A RETÓRICA DOS OBJETOS

 


Imagem: Honório de Medeiros

Leonor da Aquitânia, uma das rainhas mais poderosas da Idade Média, foi mãe dos reis Ricardo Coração de Leão e João Sem-Terra (Inglaterra), além de ter exercido influência em toda a Europa. Faleceu em 1204 e está sepultada na Abadia de Fontevraud, na França, junto com seu marido Henrique II e seu filho Ricardo.


* Honório de Medeiros


“Ser é perceber” (George Berkeley, 1685-1753).


Os objetos "dizem".

Existe uma diferença entre “ver” e “enxergar”, sabemos disso[1]. Quando “vemos”, percebemos.
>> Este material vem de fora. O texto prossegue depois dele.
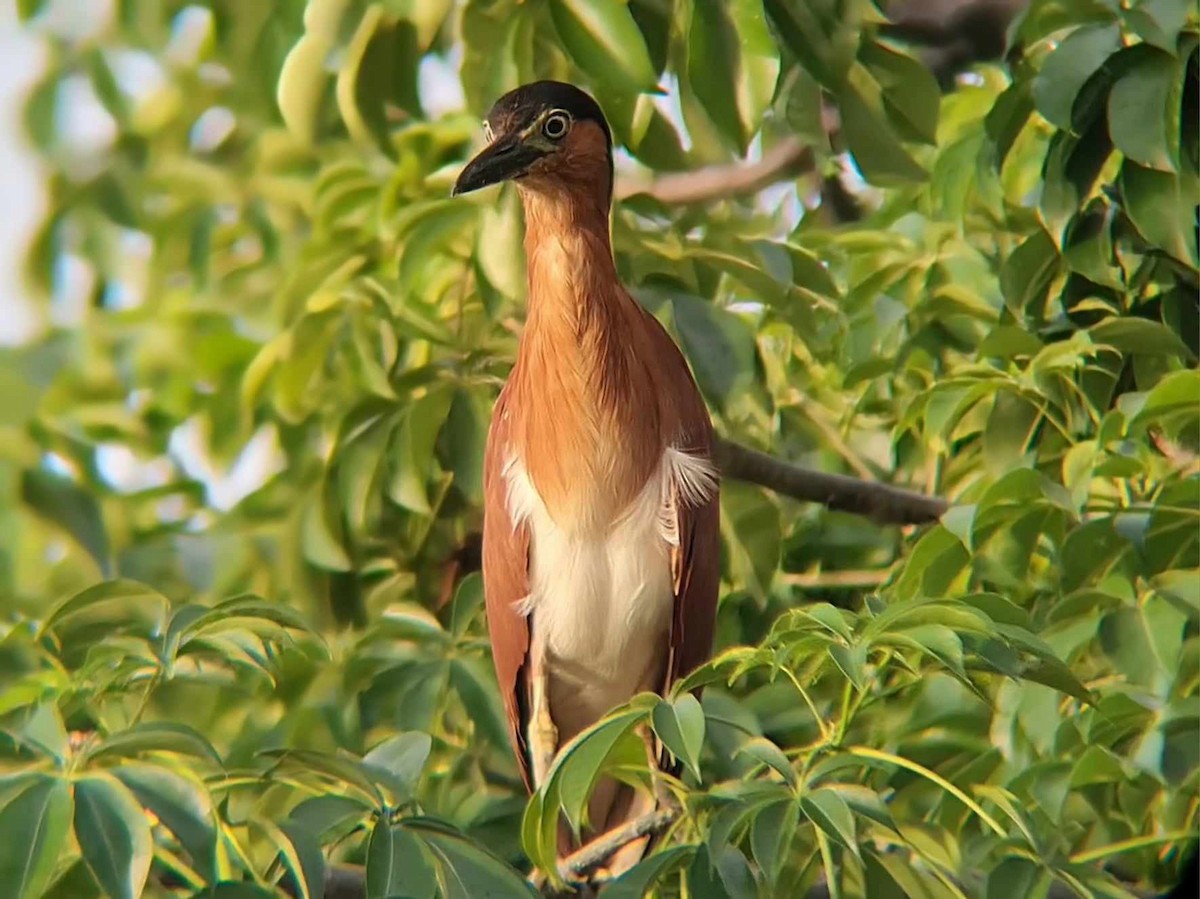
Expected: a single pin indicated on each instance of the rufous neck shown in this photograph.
(568, 251)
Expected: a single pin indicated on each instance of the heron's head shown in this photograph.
(546, 136)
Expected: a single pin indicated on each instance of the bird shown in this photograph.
(600, 547)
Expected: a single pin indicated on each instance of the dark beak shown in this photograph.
(504, 159)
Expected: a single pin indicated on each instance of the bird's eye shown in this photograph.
(556, 125)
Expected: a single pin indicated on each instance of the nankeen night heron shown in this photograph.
(600, 520)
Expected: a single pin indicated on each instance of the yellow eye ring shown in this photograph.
(556, 125)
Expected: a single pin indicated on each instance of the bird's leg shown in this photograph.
(543, 733)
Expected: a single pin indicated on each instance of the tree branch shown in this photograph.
(790, 156)
(583, 861)
(880, 502)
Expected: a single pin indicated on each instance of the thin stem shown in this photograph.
(1113, 849)
(808, 701)
(827, 862)
(879, 755)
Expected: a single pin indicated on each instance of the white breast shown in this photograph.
(601, 598)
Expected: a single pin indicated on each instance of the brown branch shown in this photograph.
(880, 502)
(583, 861)
(834, 580)
(789, 157)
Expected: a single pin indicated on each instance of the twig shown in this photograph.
(881, 502)
(790, 156)
(583, 861)
(833, 580)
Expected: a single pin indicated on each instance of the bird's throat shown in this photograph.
(581, 364)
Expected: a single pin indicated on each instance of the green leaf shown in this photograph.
(336, 767)
(681, 726)
(181, 804)
(125, 595)
(156, 737)
(1139, 335)
(732, 66)
(580, 762)
(413, 454)
(1159, 22)
(605, 41)
(719, 345)
(1144, 108)
(750, 523)
(35, 825)
(1026, 275)
(911, 96)
(828, 810)
(1011, 877)
(851, 661)
(771, 835)
(1126, 640)
(65, 503)
(399, 864)
(379, 70)
(401, 757)
(468, 870)
(235, 891)
(301, 87)
(114, 835)
(1065, 72)
(301, 856)
(763, 751)
(877, 151)
(1163, 208)
(639, 880)
(42, 730)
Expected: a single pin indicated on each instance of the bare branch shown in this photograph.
(583, 861)
(715, 183)
(853, 579)
(880, 502)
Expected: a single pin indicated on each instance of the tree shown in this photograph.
(243, 645)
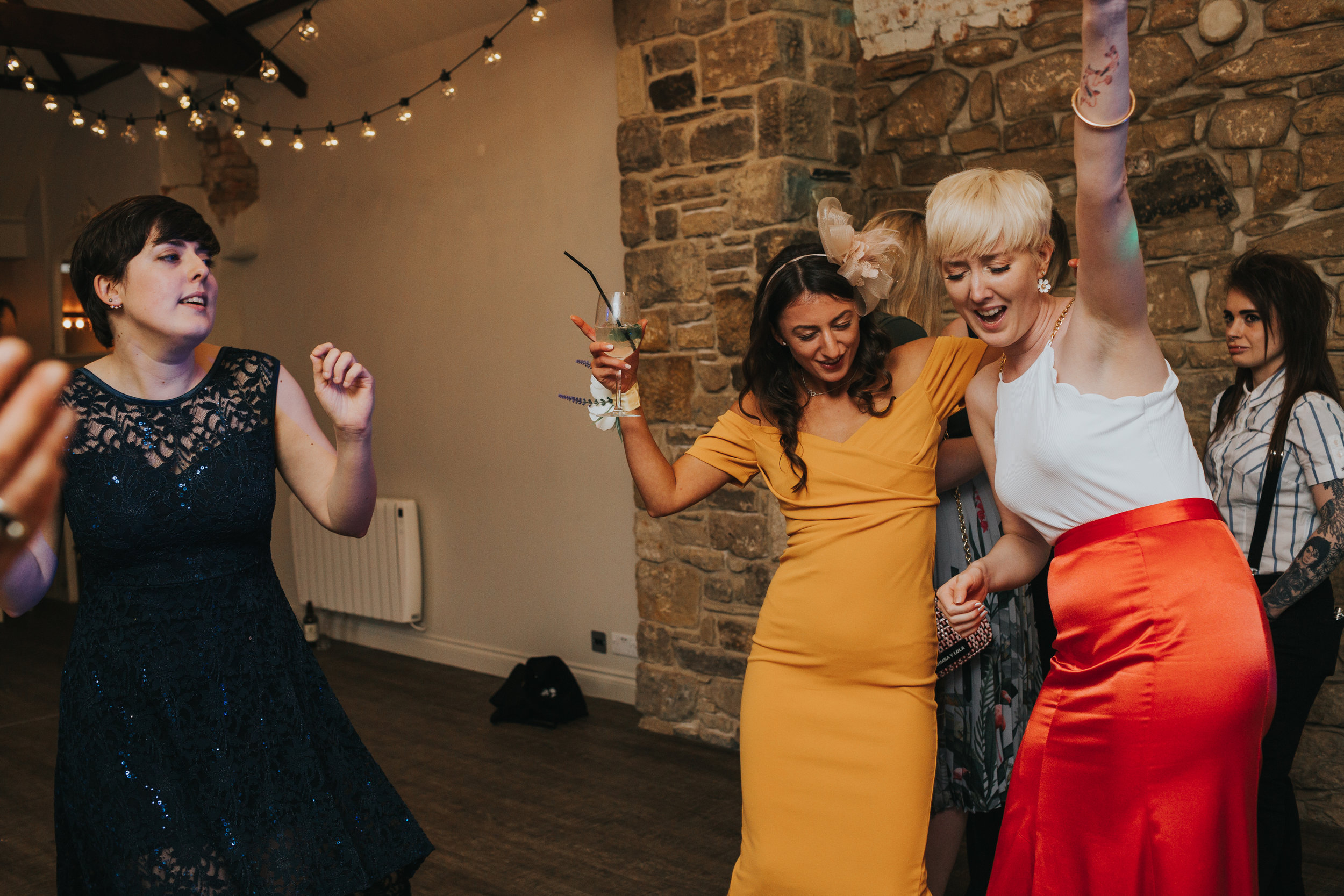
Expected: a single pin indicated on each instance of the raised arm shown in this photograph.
(1111, 280)
(666, 488)
(337, 485)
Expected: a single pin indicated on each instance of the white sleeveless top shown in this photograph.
(1066, 458)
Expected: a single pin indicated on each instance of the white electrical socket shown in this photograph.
(623, 645)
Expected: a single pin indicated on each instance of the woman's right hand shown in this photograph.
(34, 426)
(963, 599)
(609, 371)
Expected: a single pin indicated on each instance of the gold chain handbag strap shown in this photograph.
(961, 519)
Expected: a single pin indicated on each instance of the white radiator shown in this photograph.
(375, 577)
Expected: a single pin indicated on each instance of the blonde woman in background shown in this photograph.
(917, 286)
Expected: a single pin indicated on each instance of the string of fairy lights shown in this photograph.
(202, 112)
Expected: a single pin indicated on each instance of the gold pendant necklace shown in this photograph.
(1053, 334)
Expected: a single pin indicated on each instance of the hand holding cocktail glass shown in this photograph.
(614, 345)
Os objetos, se percebidos, dizem-nos muito.

Imagine que você seja um advogado que foi introduzido na biblioteca de um potencial cliente, para discutir com ele acerca de um futuro contrato de honorários.

Você não se preparou para o encontro, seja porque não teve tempo, seja porque confiou em sua capacidade de persuasão.

Ao aguardar a chegada do seu possível futuro cliente em sua (dele) biblioteca, admira-se com a organização reinante: livros limpos, organizados por tema e, nos nichos, os autores postados em ordem alfabética.

A biblioteca condiz com o ambiente no qual ela repousa. Os outros objetos do espaço circundante também primam pela limpeza e organização: não há nada fora do lugar.

Tais objetos dizem que seu dono é alguém, portanto, organizado, até mesmo meticuloso.

Qual a probabilidade de você convencê-lo nesse encontro para o qual não está devidamente preparado com dados, documentos, legislação, jurisprudência e, até mesmo, doutrina?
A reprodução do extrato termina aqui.